Frowning upon "irrational faiths and beliefs", Vice President Hamid Ansari on Saturday said there is "intolerance of criticism and questioning" in the society with individual dissenters ostracized or killed - comments that came against the backdrop of 'intolerance' debate.
"Dubious foundations, irrational faiths and beliefs based on unscientific prejudices and habits still persist, he said while inaugurating a panel discussion on 'Scientific Temper: A pre-requisite for Knowledge based Society' in New Delhi.
Contending that "there is intolerance of criticism and questioning", Ansari said, "Attempts to separate myth from fact, history from mythology, belief from scientifically- verified facts are often frowned upon. Pursuant to it, occult is dubbed scientific and superstition as 'culture'."
He said such approaches have "often taken unpleasant and violent turn: books have been banned or withdrawn from circulation, libraries have been burnt, individual dissenters ostracised or killed, social peace disturbed and violence inflicted on citizens."

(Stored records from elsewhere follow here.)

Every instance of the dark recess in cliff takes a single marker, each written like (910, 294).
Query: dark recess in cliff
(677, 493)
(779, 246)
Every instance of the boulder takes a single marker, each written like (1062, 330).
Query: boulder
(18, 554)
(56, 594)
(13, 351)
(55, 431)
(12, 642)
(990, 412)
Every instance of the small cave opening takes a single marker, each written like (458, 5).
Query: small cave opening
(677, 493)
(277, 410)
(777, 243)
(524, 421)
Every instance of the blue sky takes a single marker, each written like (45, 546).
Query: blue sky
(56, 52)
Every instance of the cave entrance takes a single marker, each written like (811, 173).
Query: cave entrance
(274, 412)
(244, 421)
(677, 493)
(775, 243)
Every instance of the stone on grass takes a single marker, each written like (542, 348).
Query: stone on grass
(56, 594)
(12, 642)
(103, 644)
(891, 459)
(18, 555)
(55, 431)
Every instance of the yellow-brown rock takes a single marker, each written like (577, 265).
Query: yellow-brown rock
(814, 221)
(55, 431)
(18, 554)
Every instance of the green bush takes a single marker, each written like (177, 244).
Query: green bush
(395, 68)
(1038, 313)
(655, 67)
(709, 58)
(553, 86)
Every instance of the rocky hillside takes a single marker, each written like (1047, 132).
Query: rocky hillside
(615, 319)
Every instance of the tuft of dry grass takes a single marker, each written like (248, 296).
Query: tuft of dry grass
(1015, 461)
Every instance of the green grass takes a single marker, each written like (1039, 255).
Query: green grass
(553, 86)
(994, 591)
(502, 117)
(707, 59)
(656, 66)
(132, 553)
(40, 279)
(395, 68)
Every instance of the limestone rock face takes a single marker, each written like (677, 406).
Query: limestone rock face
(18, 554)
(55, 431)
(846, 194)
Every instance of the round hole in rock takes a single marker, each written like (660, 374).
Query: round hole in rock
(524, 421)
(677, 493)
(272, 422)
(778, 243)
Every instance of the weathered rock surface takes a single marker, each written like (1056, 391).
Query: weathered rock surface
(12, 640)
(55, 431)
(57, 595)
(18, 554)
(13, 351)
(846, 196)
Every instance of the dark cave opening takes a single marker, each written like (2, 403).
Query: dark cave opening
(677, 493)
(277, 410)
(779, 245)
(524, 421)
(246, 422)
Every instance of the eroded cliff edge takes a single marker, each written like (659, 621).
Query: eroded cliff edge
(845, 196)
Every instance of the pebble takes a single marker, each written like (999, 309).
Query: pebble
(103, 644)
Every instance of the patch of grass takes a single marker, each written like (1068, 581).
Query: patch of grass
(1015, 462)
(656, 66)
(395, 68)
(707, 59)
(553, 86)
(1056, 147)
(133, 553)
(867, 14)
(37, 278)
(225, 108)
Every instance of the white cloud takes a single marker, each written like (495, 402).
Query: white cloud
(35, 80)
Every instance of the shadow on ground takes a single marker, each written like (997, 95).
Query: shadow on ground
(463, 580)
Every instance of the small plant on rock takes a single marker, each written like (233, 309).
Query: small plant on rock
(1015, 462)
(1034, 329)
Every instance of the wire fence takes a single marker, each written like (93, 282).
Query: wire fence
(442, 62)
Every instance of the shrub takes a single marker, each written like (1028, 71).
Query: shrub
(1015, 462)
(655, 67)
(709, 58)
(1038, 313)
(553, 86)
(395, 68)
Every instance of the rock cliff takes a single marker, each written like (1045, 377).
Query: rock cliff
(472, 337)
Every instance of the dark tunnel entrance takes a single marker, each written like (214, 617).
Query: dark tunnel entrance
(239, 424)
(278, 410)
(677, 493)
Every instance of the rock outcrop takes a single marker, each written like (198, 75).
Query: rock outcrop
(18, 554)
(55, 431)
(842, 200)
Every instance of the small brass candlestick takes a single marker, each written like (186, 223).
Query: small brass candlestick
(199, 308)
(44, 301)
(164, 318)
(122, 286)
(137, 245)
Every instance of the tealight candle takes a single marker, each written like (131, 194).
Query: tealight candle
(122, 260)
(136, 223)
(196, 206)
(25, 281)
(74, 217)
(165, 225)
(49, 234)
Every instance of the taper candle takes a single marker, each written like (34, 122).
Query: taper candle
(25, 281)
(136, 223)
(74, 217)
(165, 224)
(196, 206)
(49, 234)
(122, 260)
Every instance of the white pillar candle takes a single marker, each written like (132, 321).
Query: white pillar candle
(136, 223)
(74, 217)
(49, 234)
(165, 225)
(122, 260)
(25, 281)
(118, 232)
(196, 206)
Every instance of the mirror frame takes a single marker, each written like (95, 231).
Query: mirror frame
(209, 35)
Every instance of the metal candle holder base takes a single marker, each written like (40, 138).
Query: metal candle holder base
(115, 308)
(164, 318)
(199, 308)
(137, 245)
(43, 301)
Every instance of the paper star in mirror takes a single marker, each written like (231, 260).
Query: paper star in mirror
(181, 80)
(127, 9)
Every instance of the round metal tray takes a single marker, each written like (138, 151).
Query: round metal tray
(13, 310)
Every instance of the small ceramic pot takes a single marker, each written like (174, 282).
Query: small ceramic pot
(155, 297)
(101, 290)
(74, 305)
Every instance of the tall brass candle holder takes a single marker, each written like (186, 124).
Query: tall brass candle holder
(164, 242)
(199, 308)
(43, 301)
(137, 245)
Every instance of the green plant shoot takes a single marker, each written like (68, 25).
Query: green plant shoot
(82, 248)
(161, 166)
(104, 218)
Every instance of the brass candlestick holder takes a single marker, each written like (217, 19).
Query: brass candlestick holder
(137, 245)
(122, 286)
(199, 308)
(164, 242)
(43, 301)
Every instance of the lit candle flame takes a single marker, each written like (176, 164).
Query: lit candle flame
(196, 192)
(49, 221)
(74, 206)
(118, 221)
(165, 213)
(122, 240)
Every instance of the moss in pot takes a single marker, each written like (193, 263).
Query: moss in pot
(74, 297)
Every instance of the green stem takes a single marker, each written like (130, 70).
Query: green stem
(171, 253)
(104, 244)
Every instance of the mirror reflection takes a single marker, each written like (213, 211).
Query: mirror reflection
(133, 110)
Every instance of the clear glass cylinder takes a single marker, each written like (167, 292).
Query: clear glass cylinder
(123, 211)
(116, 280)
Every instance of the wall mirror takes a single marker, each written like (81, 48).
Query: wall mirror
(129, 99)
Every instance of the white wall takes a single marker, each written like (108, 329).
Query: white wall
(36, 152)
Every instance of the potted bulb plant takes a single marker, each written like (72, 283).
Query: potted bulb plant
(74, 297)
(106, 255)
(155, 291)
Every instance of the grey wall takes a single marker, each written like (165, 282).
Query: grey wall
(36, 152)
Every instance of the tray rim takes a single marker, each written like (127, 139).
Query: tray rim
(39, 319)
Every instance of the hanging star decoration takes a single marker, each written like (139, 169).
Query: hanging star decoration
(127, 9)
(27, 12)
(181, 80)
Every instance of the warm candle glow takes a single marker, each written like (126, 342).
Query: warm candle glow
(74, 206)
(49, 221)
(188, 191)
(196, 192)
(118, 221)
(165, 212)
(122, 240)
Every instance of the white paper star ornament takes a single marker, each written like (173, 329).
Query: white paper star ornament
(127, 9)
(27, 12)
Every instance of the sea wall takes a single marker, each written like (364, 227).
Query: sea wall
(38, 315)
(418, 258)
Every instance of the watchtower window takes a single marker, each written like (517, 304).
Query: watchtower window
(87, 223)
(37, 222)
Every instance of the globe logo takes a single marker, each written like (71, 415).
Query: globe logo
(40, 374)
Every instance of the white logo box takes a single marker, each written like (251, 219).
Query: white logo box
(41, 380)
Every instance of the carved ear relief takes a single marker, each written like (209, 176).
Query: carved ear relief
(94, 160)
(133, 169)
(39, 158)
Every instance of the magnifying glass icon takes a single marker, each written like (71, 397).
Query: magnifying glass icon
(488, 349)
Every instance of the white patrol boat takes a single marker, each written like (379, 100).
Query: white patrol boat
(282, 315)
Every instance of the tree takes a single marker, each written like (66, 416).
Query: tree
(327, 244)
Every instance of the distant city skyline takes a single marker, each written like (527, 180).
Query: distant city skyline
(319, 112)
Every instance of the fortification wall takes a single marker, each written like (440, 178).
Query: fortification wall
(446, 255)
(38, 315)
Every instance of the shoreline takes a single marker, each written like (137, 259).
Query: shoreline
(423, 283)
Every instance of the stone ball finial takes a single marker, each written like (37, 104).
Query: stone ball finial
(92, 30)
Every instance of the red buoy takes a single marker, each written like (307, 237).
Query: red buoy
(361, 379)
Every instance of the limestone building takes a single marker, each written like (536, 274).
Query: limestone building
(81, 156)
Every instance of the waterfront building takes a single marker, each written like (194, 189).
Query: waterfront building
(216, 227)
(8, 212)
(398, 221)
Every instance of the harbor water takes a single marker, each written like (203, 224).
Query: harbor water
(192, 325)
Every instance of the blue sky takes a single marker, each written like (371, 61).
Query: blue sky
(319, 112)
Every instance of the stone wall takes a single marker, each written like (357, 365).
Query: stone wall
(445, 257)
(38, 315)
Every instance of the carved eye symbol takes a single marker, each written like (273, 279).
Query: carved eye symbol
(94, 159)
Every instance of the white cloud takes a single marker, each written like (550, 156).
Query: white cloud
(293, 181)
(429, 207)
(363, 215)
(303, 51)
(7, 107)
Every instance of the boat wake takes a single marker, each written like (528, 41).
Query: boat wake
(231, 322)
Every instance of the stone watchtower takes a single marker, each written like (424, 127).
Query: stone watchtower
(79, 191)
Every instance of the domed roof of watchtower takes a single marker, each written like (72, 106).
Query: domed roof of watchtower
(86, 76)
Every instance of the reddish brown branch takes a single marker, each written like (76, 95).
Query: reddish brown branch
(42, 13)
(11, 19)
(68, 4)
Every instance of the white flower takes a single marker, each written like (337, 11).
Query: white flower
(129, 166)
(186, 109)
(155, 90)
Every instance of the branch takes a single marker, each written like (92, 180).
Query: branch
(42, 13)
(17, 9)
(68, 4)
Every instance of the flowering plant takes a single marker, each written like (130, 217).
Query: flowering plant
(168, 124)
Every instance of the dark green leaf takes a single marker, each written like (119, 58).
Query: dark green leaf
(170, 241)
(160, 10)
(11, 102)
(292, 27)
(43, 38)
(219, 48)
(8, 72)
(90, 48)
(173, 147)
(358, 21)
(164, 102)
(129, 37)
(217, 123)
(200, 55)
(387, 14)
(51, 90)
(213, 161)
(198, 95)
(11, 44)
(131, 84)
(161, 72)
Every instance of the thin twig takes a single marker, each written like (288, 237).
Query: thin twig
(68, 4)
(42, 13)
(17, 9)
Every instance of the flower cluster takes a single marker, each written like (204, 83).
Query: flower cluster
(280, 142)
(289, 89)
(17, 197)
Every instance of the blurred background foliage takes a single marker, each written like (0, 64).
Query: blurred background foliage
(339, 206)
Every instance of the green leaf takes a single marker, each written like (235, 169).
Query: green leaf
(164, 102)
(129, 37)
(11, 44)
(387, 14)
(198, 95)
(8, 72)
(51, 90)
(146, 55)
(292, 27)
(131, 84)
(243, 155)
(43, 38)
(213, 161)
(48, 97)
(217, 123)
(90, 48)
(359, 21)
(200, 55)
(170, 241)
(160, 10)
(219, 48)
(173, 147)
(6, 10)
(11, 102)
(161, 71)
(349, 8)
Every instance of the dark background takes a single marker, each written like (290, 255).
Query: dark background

The Vice President said, "In each of these cases, the working assumption is that questioning will hurt sentiments, damage or destroy existing order or structures, undermine faith, disrupt social order."
His comments come against the backdrop of debate on 'intolerance' in the country.
He rued that even scientists succumb to practices that derogate from scientific temper and said that the education system was insufficiently equipped to inculcate this thinking in young minds.
Emphasising that public acceptance of scientific temper in the society was a pre-condition for fostering and sustaining the cultivation of innovations and scientific research, Ansari said there is need to create the right ambience and structures to encourage scientific research and innovation.
"Much too often there is a lack of scientific temper in our daily life. In our family life, we don't approve of questioning. Most parents don't like children asking questions. In schools, from nursery to high school, teachers frown upon children raising questions.
"In colleges and universities, asking questions is often considered 'cheeky' and an attempt by students to cast doubt a teacher's knowledge of the teacher," Ansari said
He said this frame of mind is reflected in our attitude to matters of social custom, inherited tradition and faith.